I loaded the archaeology file and watched it congeal into the reader. When it was spooled up for access, I psyched myself to deliver another request to the world-soul... and found the answer was already in my mind.

The file contained a letter signed "Maya Cuttack, Ph.D." What did the letter say? I knew that too, as if I'd memorized the message decades ago as junior-school rotework.

 

Dear Proctor Chappalar,

I trust it is not improper to ask for help from the Vigil—as an offworlder, I do not know what is considered appropriate on Demoth—but I am having trouble with one of your local officials, and I understand you act as a kind of ombudsman who can cut through red tape.

I am an archaeologist from Mirabile and am trying to launch an excavation in the interior of Great St. Caspian. The area contains abandoned mines dating back more than two thousand years before the Oolom colonization, and I should very much like to determine which race or races were active on Demoth at that time.

Unfortunately, my intended excavation site is owned by a company named Rustico Nickel... and while company officials are not opposed to my work, they say they cannot grant permission for me to dig unless I get an official archaeology permit.

(No surprise.

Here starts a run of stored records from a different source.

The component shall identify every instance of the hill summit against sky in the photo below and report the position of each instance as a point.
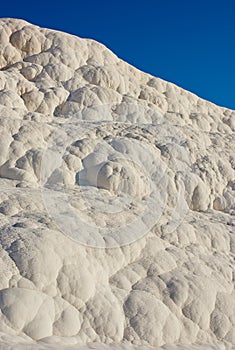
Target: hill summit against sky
(117, 202)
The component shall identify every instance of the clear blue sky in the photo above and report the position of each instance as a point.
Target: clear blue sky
(188, 42)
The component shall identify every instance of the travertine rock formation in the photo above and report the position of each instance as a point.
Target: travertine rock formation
(117, 201)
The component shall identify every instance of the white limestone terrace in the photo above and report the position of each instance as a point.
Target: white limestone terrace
(117, 202)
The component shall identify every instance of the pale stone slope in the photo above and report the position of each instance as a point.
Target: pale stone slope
(117, 199)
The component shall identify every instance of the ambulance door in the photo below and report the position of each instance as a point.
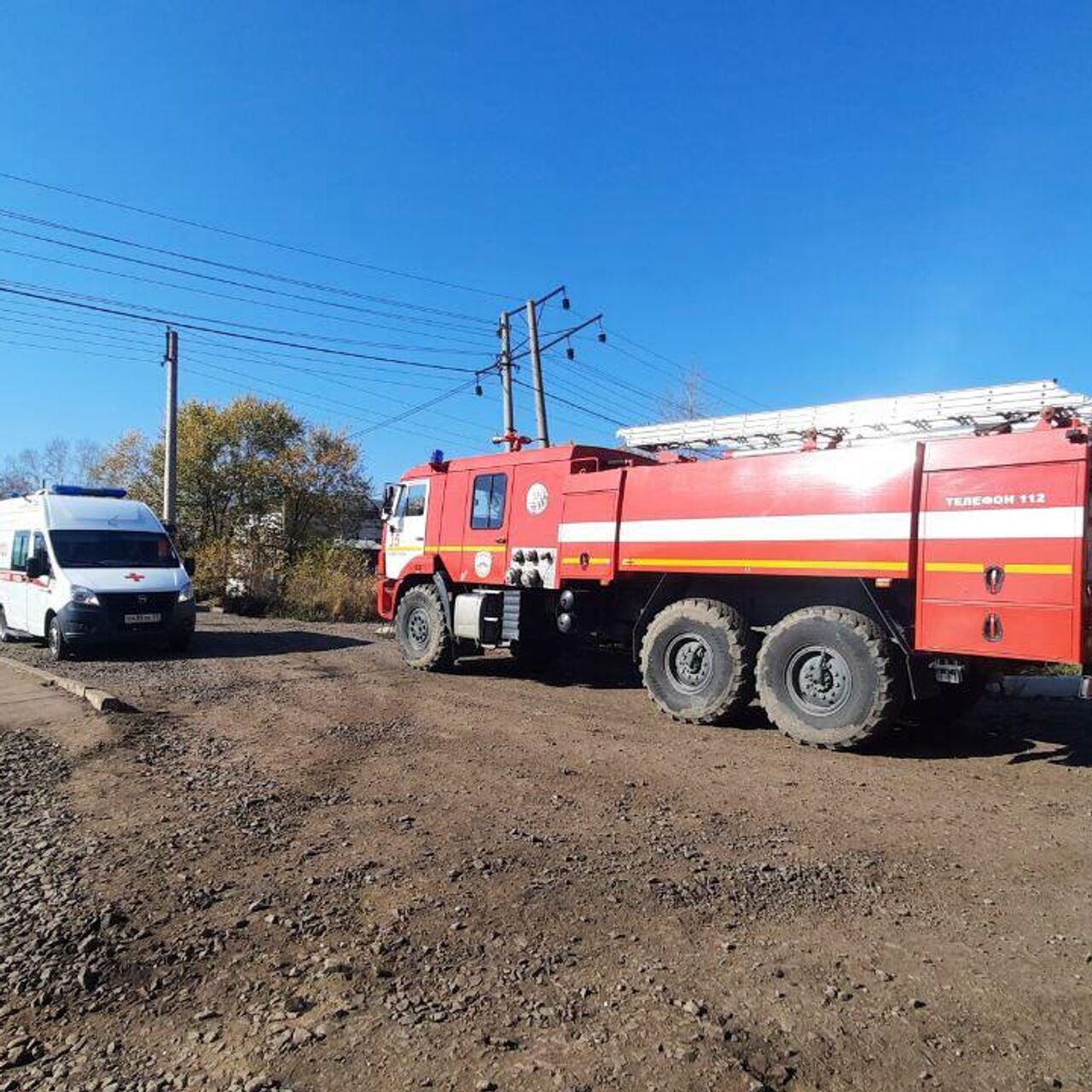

Any digging on mine-owned land had to satisfy a slew of safety regulations—like requiring the company to install industrial-grade emergency equipment and establish a comprehensive risk-management program. If Rustico let Maya stick a single shovel in the soil, they'd have to pay for all those things to keep the Mines Commission happy. Very expensive. Rustico could only dodge the safety costs if Maya's dig was an officially recognized archaeology project; and that meant a license from the Heritage Board.)

Unfortunately, my request for an excavation permit has fallen on deaf ears in Demoth's Archaeology Liaison Bureau. The man there says he cannot issue licenses himself—that is a matter for the Technocracy's Heritage Board. But the Heritage Board will not issue a license until it receives something called a Statement of Non-Opposition from the Demoth government... which the Archaeology Liaison Officer says he cannot give without some ridiculous background check that I am expected to pay for out of my own pocket.

Help! Is there anything you can do to make an underfunded scientist's life easier?

Yours in hope

Maya Cuttack, Ph.D.

c/o The Henry Smallwood Guest Home

Sallysweet River

 

"Ouch," I said. "Have you ever had that feeling of someone walking on your grave?" The Henry Smallwood Guest Home was a manor lodge built on the old muddy site of the Circus—a place to house the worshipfully respectful Oolom tourists who flocked to pay tribute to Dads's memory. If you looked at it one way, I shouldn't be surprised an offplanet archaeologist had set up residence at the guest home; it was the closest thing to a hotel in the whole underpopulated interior of Great St. Caspian.